The burner itself is still a question. Again George is right, air atomizing is the smallest particle size and thus the easiest to vaporize, that is if I really need it with a surface combustion concept. Maybe good anyhow from a carbon buildup standpoint.
I will be most anxious to see what you turn up in the way of a commercial porus central tube affair, whatever material it is. I do like the high turndown aspect and the fact that it will burn low in radient mode for town driving and then automatically switch to external surface combustion when really going.

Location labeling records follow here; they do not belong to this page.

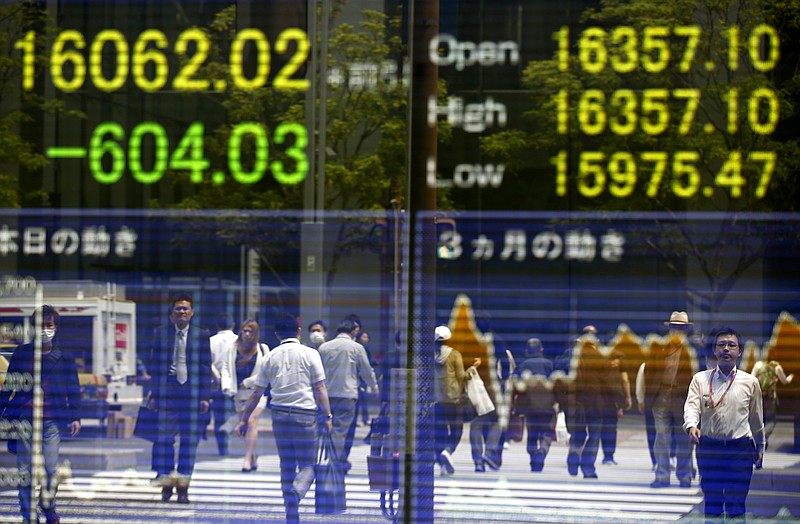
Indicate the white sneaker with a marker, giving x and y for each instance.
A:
(447, 462)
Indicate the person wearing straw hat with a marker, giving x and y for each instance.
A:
(723, 416)
(667, 378)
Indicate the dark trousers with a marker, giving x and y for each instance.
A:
(650, 428)
(540, 426)
(449, 426)
(608, 432)
(583, 423)
(295, 435)
(726, 467)
(179, 416)
(221, 409)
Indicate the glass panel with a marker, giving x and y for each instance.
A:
(580, 192)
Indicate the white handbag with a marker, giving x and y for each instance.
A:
(476, 392)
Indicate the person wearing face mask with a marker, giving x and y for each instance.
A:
(317, 333)
(60, 409)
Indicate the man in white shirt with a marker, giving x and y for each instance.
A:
(723, 416)
(345, 361)
(221, 405)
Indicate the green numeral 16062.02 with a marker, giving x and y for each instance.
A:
(189, 155)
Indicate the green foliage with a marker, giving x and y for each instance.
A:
(19, 156)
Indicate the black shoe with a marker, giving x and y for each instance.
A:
(183, 495)
(491, 461)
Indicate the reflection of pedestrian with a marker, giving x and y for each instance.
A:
(723, 417)
(364, 394)
(450, 378)
(60, 406)
(534, 400)
(242, 362)
(297, 398)
(617, 400)
(584, 411)
(180, 390)
(345, 363)
(769, 375)
(220, 403)
(666, 379)
(317, 333)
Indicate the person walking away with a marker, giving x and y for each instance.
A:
(296, 379)
(241, 366)
(584, 409)
(221, 405)
(449, 380)
(365, 396)
(723, 417)
(60, 408)
(345, 362)
(534, 400)
(666, 379)
(769, 375)
(617, 400)
(317, 333)
(180, 389)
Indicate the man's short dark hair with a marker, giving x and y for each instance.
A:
(320, 322)
(286, 325)
(346, 326)
(355, 318)
(717, 332)
(180, 297)
(223, 321)
(48, 311)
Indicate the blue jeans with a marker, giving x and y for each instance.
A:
(726, 468)
(584, 423)
(296, 439)
(51, 439)
(484, 437)
(344, 417)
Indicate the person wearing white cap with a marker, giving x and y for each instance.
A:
(450, 380)
(667, 381)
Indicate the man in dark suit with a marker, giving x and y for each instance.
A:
(180, 366)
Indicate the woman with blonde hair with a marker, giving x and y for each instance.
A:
(240, 368)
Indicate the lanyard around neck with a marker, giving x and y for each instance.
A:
(711, 404)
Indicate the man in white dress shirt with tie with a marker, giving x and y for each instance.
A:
(723, 416)
(180, 388)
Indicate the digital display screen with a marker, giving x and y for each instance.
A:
(515, 170)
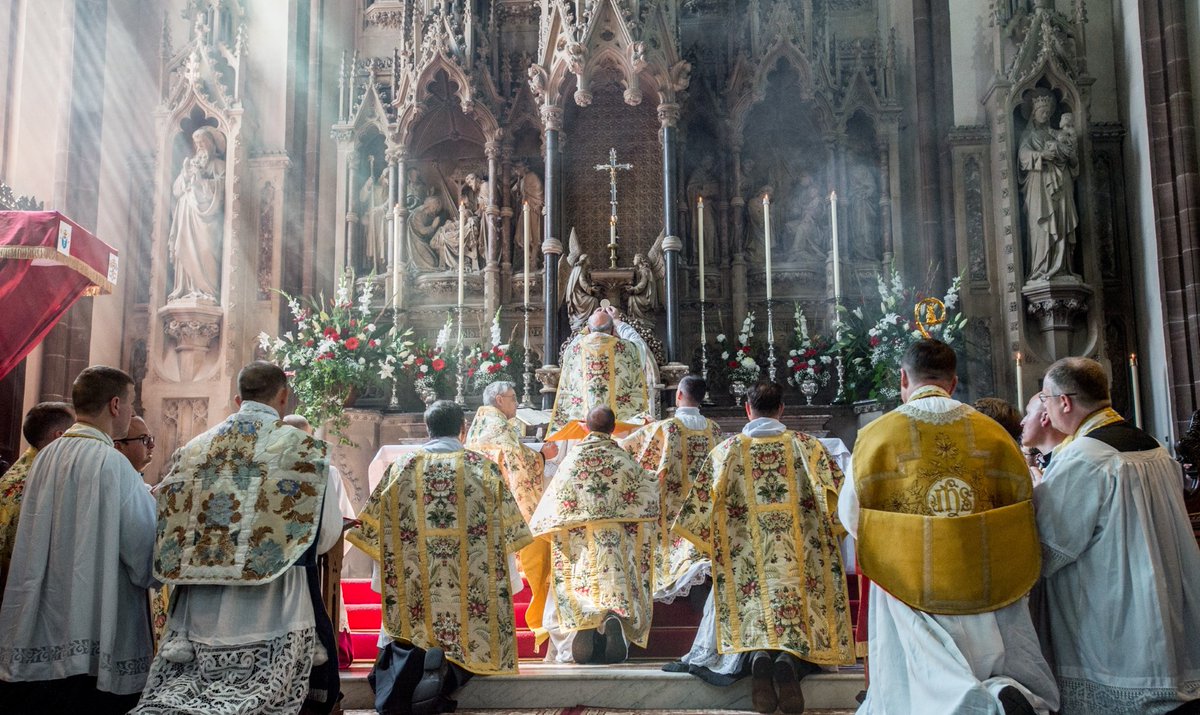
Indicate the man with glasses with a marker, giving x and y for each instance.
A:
(1120, 563)
(138, 448)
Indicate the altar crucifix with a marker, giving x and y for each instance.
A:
(611, 167)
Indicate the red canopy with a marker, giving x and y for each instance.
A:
(47, 263)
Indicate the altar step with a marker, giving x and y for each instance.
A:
(634, 685)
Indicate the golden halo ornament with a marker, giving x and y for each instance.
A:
(928, 313)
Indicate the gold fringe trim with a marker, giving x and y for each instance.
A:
(100, 282)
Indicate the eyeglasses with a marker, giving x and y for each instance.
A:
(145, 439)
(1043, 396)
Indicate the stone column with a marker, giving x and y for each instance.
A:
(886, 200)
(737, 280)
(400, 230)
(551, 245)
(669, 116)
(492, 266)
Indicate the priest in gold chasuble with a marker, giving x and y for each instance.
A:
(241, 518)
(493, 434)
(600, 512)
(763, 509)
(604, 370)
(941, 506)
(442, 524)
(673, 450)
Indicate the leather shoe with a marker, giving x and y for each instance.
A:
(616, 649)
(762, 686)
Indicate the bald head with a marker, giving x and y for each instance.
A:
(601, 419)
(600, 322)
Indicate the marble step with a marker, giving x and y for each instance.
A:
(635, 685)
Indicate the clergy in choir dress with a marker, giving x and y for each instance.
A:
(1121, 568)
(241, 518)
(763, 509)
(441, 527)
(607, 366)
(600, 514)
(940, 504)
(75, 630)
(675, 450)
(45, 422)
(493, 434)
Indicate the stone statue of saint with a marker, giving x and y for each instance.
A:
(375, 211)
(863, 216)
(527, 188)
(423, 224)
(703, 182)
(1049, 162)
(197, 226)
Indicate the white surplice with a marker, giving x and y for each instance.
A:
(76, 599)
(1122, 580)
(928, 665)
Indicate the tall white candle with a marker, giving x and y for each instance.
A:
(766, 220)
(1020, 388)
(1135, 389)
(525, 214)
(837, 262)
(700, 221)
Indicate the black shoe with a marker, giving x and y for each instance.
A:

Excess air is perfectly acceptable, in fact, at Beslers in the lab, they always went for the highest CO2, the most efficient, like 13%.

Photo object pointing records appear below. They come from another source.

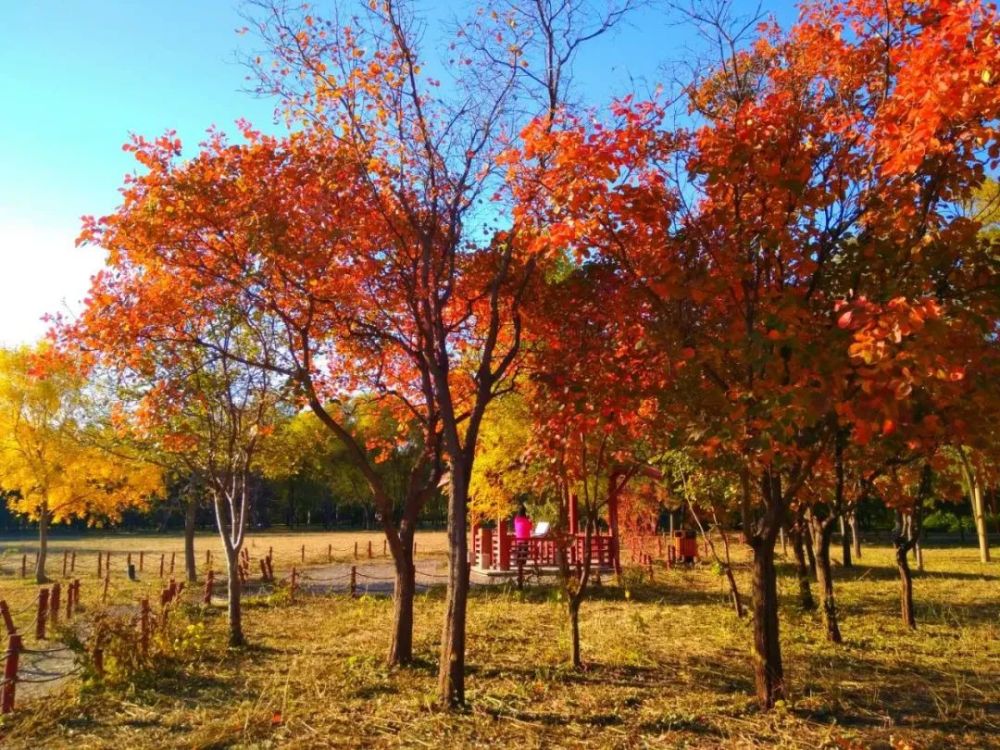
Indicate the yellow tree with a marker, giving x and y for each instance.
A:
(49, 459)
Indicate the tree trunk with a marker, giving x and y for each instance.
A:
(823, 534)
(807, 541)
(574, 625)
(852, 521)
(235, 610)
(43, 545)
(979, 514)
(975, 490)
(401, 648)
(905, 582)
(801, 569)
(768, 671)
(845, 542)
(451, 675)
(190, 518)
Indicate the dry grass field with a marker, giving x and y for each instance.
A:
(668, 664)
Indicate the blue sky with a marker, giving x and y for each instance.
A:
(80, 75)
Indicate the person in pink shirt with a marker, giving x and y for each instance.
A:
(522, 524)
(522, 533)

That anticipating thing was something I designed about 30 years ago, while
bored to death at times at the Rocket Works. Kept me from going crazy.
I think it is definitely the way to go; but how the actual control will be done is something I will deal with when I have to. Either the carburetor or some simple fuel bypass servo, there are center point fuel injection systems for race cars on the market that may be usable, Holly, Mallory, et al. What I refuse to use is some computer control, unreliable and not easy to fix on the road. No, some throttle pedal system, will deal with that later, it's an easy one.

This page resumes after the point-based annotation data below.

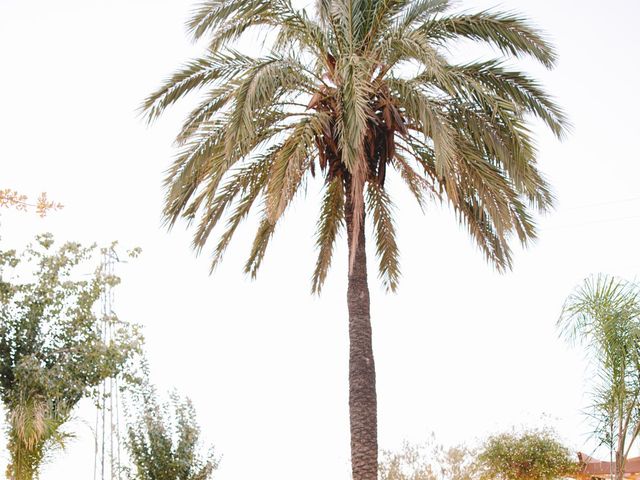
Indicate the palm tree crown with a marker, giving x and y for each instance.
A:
(347, 90)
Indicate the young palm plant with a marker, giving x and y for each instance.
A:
(603, 315)
(348, 91)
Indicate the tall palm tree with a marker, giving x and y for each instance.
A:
(603, 315)
(348, 91)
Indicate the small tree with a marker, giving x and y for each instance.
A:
(429, 461)
(11, 199)
(603, 315)
(52, 351)
(528, 455)
(164, 441)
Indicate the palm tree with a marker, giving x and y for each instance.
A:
(603, 315)
(348, 91)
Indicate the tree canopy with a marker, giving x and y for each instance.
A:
(349, 91)
(53, 350)
(603, 316)
(527, 455)
(164, 440)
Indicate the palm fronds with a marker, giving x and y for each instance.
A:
(330, 99)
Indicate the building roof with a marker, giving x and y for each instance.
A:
(598, 468)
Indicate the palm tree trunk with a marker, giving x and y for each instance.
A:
(362, 374)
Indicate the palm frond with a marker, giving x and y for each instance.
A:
(509, 33)
(194, 75)
(381, 211)
(329, 224)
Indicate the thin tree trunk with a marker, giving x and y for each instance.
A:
(362, 374)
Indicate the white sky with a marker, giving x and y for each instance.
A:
(461, 350)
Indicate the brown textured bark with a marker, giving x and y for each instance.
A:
(362, 374)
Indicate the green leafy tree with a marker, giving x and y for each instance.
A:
(349, 92)
(52, 349)
(164, 441)
(527, 455)
(603, 316)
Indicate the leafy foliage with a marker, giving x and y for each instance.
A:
(164, 441)
(348, 91)
(11, 199)
(603, 315)
(427, 462)
(528, 455)
(52, 351)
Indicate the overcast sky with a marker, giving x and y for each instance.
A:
(460, 350)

What new efficient blower?? Let's hear about that one.
The draft booster will be either the butterfly in the blower's intake, or if I don't use a separately driven auxiliary unit, then a radial inflow turbine that I got from Garrett Air Research, sized for a Doble E engine exhaust steam flow rate. At least sometimes it paid off knowing such keen people from my Lockheed work on dynamic space power systems.
The first Doble E type draft booster used an exposed ball bearing on both ends and it was the inboard one that would go out in about two years on E-14. Some special type that Becker changed over to U.S. bearing. The F used a much better arrangement and you got an oil fitting on the end of the blower shaft to oil it once in a while, plus good seal rings; but the oil in the exhaust steam seems to take good care of it. E-23 has this booster.
E-24 when Harrah's restored it, was missing the draft booster, Abner took it off in New Zealand to use in the Price bus and it never was put back. Cal Tinkham used a Catepiller turbo turbine and simply ran a small line from the booster inlet pipe, through the ball bearing assembly, and out the other end to the exhaust line. Pressure diffential supplied the oily steam flow. So far it has been working just fine for 35 years!!
Do let me know your findings about the burner material and if you find that book source. Seems to be a symposium collection from some conference in 1999; but who and where.
I trust you are going to the Steam Tour in Seattle. Will probably ship E-23 up and then drive up, want to pick up the 3 rotor Wankel in Portland on the way up, so I will need my truck. We can forget the tour and just sit in the coffee shop and talk!!! Seat in E-23 for you if you want to come.